Classification
keywords: ALFA, classification, classifier
OUTLINE
- Load a classification model
- Train a classifier
- Test/Run a classifier
- k-fold cross validation
- Find the best classifier
- Find top predictors
1. Load a classification model
This command basically loads a classifier and the supporting libraries into Alfarvis. Currently supported classifiers include
- Support Vector Machines (SVMs)
- Random Forest (RF)
- Decision Trees (DT)
- Logistic Regression (LR)
To load a model simply type one of the following commands
load SVM
import RF
import decision trees
Once loaded, the classifier parameters would be displayed in an editable panel to the right of the ALFA GUI. These could be edited and saved as per user preferences.
2. Train a classifier
Once a classifier is loaded, we can train the classifier on a dataset or a set of variables. To train the classifier, simply type either of the following commands.
train [classifier name] on the [dataset]
train [classifier name] on [variable1] [variable2] and so on
3. Test/Run a classifier
The trained classifier can be run on a new test dataset by using one of the following commands.
run [trained classifier model] on the [dataset]
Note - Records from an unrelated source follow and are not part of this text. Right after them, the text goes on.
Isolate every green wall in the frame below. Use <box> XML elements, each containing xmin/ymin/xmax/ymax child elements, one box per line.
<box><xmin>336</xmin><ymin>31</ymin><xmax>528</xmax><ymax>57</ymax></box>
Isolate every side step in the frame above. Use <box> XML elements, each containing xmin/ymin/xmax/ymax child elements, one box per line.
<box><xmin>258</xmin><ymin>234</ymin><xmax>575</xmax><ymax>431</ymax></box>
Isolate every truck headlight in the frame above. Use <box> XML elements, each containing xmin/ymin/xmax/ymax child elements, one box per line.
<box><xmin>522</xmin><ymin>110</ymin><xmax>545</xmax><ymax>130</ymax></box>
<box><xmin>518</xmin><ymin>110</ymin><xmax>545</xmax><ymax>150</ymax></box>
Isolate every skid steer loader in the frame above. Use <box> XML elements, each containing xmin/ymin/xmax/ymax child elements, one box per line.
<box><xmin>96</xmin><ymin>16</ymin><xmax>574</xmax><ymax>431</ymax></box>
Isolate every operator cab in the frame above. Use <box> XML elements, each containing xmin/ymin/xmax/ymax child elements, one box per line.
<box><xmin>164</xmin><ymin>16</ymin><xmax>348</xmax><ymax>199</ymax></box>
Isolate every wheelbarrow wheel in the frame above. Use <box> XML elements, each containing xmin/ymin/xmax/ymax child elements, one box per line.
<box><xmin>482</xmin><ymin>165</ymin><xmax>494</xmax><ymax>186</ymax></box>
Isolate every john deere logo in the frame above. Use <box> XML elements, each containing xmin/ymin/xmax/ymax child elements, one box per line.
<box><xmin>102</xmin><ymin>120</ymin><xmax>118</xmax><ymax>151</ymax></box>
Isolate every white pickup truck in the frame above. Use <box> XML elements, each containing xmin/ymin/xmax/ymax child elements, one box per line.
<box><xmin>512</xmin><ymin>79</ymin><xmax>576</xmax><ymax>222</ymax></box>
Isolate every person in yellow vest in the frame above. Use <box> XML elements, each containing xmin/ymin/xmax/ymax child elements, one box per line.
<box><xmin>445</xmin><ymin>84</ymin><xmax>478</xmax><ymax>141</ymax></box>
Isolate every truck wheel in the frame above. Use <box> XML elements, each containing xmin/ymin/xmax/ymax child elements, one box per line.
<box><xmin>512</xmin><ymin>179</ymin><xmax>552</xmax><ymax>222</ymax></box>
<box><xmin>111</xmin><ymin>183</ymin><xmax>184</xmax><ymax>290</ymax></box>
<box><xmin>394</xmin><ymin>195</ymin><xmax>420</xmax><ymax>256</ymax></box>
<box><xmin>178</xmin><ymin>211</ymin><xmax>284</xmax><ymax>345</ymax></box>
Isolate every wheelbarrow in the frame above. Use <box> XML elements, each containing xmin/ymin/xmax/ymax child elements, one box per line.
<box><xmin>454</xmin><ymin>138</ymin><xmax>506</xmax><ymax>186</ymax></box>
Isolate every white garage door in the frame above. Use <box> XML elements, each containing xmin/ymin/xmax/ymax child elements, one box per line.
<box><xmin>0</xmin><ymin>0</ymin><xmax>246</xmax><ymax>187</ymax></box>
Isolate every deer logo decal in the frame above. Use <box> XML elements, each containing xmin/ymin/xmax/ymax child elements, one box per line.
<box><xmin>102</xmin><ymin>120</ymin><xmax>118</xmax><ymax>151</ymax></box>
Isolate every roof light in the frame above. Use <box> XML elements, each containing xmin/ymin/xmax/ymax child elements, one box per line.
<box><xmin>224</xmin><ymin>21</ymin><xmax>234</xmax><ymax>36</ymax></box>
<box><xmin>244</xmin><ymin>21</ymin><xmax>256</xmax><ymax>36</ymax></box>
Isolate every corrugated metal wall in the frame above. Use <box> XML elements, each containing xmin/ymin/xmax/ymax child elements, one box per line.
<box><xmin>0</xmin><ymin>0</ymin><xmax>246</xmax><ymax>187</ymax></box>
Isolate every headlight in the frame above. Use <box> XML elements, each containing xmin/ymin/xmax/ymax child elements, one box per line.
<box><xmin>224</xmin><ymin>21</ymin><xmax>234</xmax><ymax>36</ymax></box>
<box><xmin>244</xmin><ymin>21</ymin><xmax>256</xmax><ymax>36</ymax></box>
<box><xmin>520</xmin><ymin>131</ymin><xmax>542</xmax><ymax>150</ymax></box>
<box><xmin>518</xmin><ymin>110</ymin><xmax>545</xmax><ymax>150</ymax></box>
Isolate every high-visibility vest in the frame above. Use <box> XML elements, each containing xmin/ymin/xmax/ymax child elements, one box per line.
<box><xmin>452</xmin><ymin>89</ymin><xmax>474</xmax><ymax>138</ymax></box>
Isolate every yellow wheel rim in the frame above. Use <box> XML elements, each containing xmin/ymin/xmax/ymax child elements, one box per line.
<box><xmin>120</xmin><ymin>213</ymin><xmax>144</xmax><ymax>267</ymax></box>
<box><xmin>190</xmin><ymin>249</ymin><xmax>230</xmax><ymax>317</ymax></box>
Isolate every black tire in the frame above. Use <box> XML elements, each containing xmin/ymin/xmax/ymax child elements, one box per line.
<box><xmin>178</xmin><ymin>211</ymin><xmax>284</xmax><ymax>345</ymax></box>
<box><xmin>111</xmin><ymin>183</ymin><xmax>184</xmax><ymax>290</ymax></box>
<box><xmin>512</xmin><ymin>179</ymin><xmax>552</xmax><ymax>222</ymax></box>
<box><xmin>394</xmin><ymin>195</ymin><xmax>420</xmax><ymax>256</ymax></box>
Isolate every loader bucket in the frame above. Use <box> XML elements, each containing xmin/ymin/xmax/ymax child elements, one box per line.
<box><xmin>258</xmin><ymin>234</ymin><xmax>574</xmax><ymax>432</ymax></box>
train [trained classifier model] on [variable1] [variable2] and so on
4. k-fold cross validation
A classification algorithm can be evaluated on a dataset using leave-one-out or k-fold cross validation as well using either of the following commands.
k fold cross validation using [classifier name] on the [dataset]
leave one out cross validation using [classifier name] on the [dataset]
Once the command is run, an editable panel would pop-up on the right side of the GUI allowing the user to select a desired k value.
5. Find the best classifier
A set of classification algorithms can be evaluated on a dataset using k-fold cross validation to identify the best algorithm for that particular dataset.
Find the best classifier among [classifier1] [classifier2] and [classifier3] on the [dataset]
6. Find the top predictors
The top predictors that produce the best classification result on a particular dataset can be identified using the following command:
Find the best predictors from the [dataset]
Note: The commands shown in the examples are only representative commands. Different syntax and commands can also be used as long as they are unambiguous and clearly communicates the user intent.